Groupe d’objecteurs de conscience témoins de Jéhovah détenus au centre pénitentiaire de Mauzac (Dordogne), 1963. Photo DR.
Non violents et témoins de Jéhovah
Les objecteurs de conscience du Camp de Mauzac appartiennent à deux groupes que l’administration pénitentiaire, dans sa note du 21 novembre 1962, classifie ainsi : « a) les non violents au nombre de 6, 2 catholiques et 4 extrême gauche. b) “les témoins de Jéhovah” au nombre de 53. Ces prisonniers qui ont refusé d’endosser l’habit militaire, ont été jugés par les Tribunaux Permanents des Forces Armées et ont à subir des peines de 18 mois à 2 ans de Prison. »
« Les “Témoins de Jéhovah” poursuit le rapport adressé au préfet ne cherchent pas particulièrement à obtenir un statut, mais entendent bénéficier de tous les avantages qui seraient accordés aux objecteurs de conscience. Ils ont l’espoir que grâce à l’action en cours, leur sort sera rapidement réglé, et qu’il leur sera possible de quitter bientôt le Camp de Mauzac, qu’ils n’affectionnent pas particulièrement étant privés de liberté. »
Du 17 octobre 1962 au 27 février 1971, 221 objecteurs de conscience sont écroués à Mauzac, les témoins de Jéhovah étant de loin les plus nombreux (92,3 %).

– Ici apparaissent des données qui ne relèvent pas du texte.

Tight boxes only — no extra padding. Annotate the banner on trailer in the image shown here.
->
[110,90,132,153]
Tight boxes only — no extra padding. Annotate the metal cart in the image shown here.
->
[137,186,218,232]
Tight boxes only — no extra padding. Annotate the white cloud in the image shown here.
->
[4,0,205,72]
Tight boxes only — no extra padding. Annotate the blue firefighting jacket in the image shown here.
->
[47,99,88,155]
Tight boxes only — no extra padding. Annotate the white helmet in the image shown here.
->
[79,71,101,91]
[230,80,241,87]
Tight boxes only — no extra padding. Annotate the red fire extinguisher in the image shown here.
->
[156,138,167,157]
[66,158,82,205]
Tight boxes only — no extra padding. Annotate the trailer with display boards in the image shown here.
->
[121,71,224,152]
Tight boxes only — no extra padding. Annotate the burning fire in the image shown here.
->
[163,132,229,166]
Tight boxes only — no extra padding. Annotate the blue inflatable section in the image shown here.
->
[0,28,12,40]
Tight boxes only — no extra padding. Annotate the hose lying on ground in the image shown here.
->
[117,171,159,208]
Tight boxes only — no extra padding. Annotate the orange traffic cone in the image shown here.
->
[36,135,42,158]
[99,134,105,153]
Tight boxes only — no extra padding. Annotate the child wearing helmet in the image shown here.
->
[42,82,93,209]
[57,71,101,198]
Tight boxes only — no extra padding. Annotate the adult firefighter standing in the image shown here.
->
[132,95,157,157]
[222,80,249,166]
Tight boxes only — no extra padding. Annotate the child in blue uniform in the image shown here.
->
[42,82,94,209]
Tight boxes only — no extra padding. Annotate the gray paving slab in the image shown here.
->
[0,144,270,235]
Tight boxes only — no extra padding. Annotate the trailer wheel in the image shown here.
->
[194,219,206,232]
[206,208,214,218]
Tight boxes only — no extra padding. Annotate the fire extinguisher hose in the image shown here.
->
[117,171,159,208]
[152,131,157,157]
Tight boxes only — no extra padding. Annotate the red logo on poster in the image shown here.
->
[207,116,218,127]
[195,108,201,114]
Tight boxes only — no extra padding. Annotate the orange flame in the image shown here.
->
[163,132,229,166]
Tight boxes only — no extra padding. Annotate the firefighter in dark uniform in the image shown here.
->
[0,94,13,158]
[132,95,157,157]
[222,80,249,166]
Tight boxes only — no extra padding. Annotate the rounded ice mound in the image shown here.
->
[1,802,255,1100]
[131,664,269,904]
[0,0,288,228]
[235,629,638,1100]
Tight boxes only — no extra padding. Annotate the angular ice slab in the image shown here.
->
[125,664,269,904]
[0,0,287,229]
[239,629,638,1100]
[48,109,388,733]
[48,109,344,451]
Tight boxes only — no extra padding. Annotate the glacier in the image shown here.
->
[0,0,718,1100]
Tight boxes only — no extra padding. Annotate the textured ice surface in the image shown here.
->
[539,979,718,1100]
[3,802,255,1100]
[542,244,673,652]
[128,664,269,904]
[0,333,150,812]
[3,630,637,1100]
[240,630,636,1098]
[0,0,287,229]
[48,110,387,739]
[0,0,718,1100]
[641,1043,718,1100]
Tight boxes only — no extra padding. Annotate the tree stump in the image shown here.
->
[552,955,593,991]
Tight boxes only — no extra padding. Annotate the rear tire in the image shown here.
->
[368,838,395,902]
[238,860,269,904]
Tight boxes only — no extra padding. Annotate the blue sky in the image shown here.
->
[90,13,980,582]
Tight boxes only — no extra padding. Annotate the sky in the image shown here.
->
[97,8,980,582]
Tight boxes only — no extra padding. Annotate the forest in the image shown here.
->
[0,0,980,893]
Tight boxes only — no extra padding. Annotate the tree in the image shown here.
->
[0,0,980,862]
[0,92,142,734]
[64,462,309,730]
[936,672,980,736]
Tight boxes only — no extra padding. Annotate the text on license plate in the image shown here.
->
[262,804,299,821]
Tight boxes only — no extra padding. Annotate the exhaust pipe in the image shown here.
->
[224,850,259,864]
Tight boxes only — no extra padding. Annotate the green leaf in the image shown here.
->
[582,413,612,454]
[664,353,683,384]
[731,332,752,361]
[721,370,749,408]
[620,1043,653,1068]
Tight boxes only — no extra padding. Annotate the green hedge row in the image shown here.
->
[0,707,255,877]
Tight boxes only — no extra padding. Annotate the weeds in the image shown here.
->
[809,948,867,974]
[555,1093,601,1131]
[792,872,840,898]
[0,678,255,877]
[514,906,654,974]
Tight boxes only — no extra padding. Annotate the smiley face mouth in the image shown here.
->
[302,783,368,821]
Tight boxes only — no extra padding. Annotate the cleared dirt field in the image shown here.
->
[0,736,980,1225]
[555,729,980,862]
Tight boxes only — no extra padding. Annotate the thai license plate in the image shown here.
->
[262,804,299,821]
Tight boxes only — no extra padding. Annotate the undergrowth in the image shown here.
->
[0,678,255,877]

Au cours de prochains articles, je reviendrai sur la personne de Louis Lecoin, ce pacifiste et libertaire qui a, de haute lutte, arraché au Général de Gaulle l’inscription dans la loi du statut des objecteurs de conscience… ainsi que sur le camp Nord de Mauzac, centre de regroupement des objecteurs condamnés par les tribunaux militaires.